That Winston Peters could be co-opted as a deal broker for the West and might meet with North Korea's Kim Jong-un about his nuclear ambitions raises a smile.
He's done it before. In 2007 the mission was the same, ask Kim to give up his nukes. And far from coming home empty-handed, Winston won a superb victory, securing haven for 97,000 migrating birds to land safely in North Korea.
Kim kept his nukes.
Where US presidents have feared to tread I can imagine our Winston happily popping over to Pyongyang, perhaps bearing gifts of fine cigars and aged brandy. He and Kim would relax in a pair of cosy leather chairs and chat about racehorses and possibly basketball because Kim's apparently a fan.
Certainly US' Rex Tillerson was impressed enough to ask Winston to go back to Kim, have a brandy and a chat, and this time get him to promise to denuclearise North Korea.
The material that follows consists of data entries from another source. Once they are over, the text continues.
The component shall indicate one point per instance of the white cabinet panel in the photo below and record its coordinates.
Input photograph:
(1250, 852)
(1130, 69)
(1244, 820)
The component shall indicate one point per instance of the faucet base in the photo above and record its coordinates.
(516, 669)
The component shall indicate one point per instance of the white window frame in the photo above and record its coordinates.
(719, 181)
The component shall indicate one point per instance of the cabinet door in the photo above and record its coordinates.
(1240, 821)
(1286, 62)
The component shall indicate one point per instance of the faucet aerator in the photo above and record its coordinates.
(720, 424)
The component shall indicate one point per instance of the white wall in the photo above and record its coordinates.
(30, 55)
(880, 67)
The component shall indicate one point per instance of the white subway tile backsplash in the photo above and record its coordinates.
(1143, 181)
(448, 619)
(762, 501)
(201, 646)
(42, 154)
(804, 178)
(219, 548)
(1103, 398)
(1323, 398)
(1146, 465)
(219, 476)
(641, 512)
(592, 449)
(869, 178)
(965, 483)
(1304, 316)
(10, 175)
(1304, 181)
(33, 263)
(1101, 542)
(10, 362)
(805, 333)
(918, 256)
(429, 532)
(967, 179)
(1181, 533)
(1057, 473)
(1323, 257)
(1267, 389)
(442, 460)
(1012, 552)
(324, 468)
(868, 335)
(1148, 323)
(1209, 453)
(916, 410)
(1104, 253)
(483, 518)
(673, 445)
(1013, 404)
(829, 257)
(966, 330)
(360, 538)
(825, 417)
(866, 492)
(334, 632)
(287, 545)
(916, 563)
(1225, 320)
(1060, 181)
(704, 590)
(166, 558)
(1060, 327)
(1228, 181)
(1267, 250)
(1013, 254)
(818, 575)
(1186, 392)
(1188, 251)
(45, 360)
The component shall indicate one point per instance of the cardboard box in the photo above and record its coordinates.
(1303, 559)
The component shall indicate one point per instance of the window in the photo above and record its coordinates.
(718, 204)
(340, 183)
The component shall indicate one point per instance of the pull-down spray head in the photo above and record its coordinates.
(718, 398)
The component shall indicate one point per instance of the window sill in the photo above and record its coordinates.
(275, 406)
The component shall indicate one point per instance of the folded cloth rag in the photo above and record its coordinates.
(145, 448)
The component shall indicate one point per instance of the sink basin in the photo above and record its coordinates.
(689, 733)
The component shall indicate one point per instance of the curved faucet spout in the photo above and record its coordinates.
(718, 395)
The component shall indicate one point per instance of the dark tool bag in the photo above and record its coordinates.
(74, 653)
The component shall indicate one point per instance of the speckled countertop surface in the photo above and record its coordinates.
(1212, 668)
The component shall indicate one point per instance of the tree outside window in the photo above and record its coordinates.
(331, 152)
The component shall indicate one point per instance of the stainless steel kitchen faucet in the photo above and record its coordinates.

This will place Kim's regime in jeopardy because he will no longer have a big stick to wave at aggressors and will be forced to watch passively while South Korea and the US play "let's attack Kim" games off its coastline.
It had better be very good brandy.
More seriously though, Winston's possible involvement brings the North Korean crisis uncomfortably that much closer to home.
The Hermit Kingdom has not fired a missile or exploded a nuclear device in 60-something days now.
We can only hope this is a positive sign and that peaceful progress may be forthcoming - and that it is not merely the calm before the storm.
This time it is hoped Winston can broker more than protection for birds.